Your issue with subset()
was only about the syntax for calling it with a logical column vector (its third arg, not its second). You can either use subset()
or plain logical indexing. The latter is recommended.
The help page ?subset
tells you its optional second arg ('subset') is a logical row-vector, and its optional third arg ('select') is a logical column-vector:
subset: logical expression indicating elements or rows to keep:
missing values are taken as false.
select: expression, indicating columns to select from a data frame.
So you want to call it with this logical column-vector:
> DF[nrow(DF),] == 50
[1] TRUE FALSE FALSE FALSE
There are two syntactical ways to leave subset()

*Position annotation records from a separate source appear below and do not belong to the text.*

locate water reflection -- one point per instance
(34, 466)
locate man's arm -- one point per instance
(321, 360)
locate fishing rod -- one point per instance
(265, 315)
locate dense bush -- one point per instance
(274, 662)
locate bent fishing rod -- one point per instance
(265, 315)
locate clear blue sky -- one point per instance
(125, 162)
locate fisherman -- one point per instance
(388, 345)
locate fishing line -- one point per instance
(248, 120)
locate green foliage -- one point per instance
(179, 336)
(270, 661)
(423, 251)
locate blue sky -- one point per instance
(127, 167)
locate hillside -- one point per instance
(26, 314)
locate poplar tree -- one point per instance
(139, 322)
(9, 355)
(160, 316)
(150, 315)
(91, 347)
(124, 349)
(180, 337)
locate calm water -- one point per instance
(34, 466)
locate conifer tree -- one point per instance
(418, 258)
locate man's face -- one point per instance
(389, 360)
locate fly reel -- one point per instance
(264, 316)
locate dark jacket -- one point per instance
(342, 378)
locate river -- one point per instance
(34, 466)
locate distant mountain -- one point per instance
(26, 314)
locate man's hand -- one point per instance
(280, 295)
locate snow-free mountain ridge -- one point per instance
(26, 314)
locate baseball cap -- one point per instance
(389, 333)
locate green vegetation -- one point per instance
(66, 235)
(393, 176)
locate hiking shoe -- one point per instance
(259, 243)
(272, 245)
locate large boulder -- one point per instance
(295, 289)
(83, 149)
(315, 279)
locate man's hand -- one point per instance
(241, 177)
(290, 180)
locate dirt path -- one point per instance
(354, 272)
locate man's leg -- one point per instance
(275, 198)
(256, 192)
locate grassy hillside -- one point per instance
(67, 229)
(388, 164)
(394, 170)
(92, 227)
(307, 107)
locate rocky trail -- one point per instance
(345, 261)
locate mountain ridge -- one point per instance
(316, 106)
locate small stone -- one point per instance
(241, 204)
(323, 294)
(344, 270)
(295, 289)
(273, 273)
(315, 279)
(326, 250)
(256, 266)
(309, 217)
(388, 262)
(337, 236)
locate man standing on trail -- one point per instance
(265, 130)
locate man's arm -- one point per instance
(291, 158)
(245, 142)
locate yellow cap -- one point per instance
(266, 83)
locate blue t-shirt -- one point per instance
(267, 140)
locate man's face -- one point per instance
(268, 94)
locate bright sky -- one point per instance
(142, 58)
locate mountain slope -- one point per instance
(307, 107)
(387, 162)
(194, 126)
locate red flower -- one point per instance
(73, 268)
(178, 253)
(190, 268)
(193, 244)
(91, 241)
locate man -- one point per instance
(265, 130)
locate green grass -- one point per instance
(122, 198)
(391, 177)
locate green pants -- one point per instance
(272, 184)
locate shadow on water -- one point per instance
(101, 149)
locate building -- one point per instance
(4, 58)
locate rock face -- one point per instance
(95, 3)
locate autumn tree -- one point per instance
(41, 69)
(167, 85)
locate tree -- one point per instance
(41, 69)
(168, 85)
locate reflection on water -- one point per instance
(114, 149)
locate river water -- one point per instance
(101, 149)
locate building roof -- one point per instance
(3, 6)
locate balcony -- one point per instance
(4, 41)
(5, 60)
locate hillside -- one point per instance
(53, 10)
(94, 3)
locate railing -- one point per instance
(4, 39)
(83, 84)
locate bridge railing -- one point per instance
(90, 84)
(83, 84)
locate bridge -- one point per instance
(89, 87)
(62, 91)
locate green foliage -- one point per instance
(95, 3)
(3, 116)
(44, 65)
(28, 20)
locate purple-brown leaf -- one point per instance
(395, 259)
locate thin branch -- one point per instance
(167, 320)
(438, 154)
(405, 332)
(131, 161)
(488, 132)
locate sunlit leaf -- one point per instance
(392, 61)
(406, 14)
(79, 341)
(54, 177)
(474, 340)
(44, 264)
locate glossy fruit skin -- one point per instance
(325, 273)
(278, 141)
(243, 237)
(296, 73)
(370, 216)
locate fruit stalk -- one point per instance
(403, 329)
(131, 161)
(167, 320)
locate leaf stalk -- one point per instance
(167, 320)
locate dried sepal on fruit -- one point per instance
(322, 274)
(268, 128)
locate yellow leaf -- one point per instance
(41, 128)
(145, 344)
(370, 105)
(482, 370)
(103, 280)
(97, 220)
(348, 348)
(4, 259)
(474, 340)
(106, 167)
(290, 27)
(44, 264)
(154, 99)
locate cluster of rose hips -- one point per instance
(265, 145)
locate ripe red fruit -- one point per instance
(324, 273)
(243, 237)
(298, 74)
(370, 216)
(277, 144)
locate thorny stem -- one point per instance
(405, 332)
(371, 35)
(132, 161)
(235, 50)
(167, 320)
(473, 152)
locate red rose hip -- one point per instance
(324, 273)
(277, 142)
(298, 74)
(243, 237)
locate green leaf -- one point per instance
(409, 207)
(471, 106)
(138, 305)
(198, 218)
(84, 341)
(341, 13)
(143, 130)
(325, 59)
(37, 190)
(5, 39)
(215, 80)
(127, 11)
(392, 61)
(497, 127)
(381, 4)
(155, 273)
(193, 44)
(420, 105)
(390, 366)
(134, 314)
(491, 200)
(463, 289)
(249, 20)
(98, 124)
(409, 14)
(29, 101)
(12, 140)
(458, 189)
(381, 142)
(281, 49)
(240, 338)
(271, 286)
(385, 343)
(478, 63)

's second arg default and pass the third arg:
# Explicitly pass the third arg by name...
> subset(DF, select=(DF[nrow(DF),] == 50) )

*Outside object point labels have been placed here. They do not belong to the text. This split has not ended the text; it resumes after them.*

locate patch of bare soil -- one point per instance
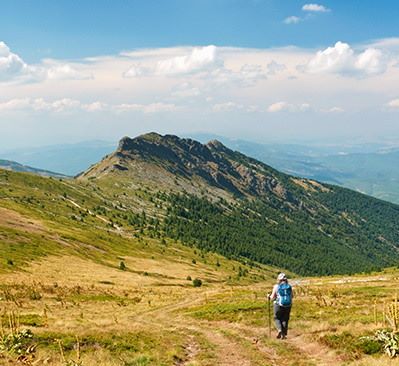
(14, 220)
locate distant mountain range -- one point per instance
(68, 159)
(369, 168)
(16, 167)
(217, 199)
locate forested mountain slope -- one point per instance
(217, 199)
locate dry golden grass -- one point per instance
(159, 318)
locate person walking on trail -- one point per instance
(282, 295)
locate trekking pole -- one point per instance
(269, 312)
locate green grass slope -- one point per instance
(217, 199)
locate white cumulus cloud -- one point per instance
(293, 19)
(315, 8)
(342, 59)
(274, 68)
(198, 59)
(11, 65)
(57, 71)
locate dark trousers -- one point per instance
(281, 318)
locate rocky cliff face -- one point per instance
(156, 158)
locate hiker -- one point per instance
(282, 295)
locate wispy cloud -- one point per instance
(293, 19)
(71, 105)
(288, 107)
(317, 8)
(393, 104)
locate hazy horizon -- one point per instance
(264, 71)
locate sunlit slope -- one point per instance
(221, 200)
(43, 217)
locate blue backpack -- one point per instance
(284, 294)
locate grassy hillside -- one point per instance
(63, 242)
(216, 199)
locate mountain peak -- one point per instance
(216, 145)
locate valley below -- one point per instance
(163, 254)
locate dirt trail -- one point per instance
(315, 352)
(234, 343)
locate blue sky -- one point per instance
(286, 71)
(71, 29)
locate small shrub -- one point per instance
(197, 282)
(34, 295)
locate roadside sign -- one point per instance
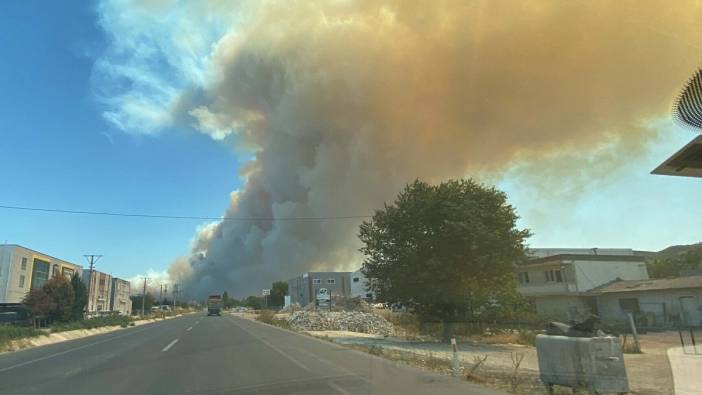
(323, 299)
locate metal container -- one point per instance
(595, 364)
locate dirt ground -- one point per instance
(649, 372)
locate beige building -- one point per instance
(558, 281)
(119, 298)
(22, 269)
(100, 290)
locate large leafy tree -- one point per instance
(54, 300)
(80, 297)
(61, 293)
(446, 251)
(278, 291)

# Leave 2nd arg empty, it will default (to NULL)...
> subset(DF, , (DF[nrow(DF),] == 50) )
[,1] [,2]
[1,] 10 50
[2,] 21 21
[3,] 11 30
[4,] 50 50
The second way is probably preferable as it looks like generic row,col-indexing, and also doesn't require you to know the third arg's name.
(As a mnemonic, in R and SQL terminology, understand that 'select' implicitly means 'column-indices', and 'filter'/'subset' implicitly means 'row-indices'. Or in data.table
terminology they're called i-indices, j-indices respectively.)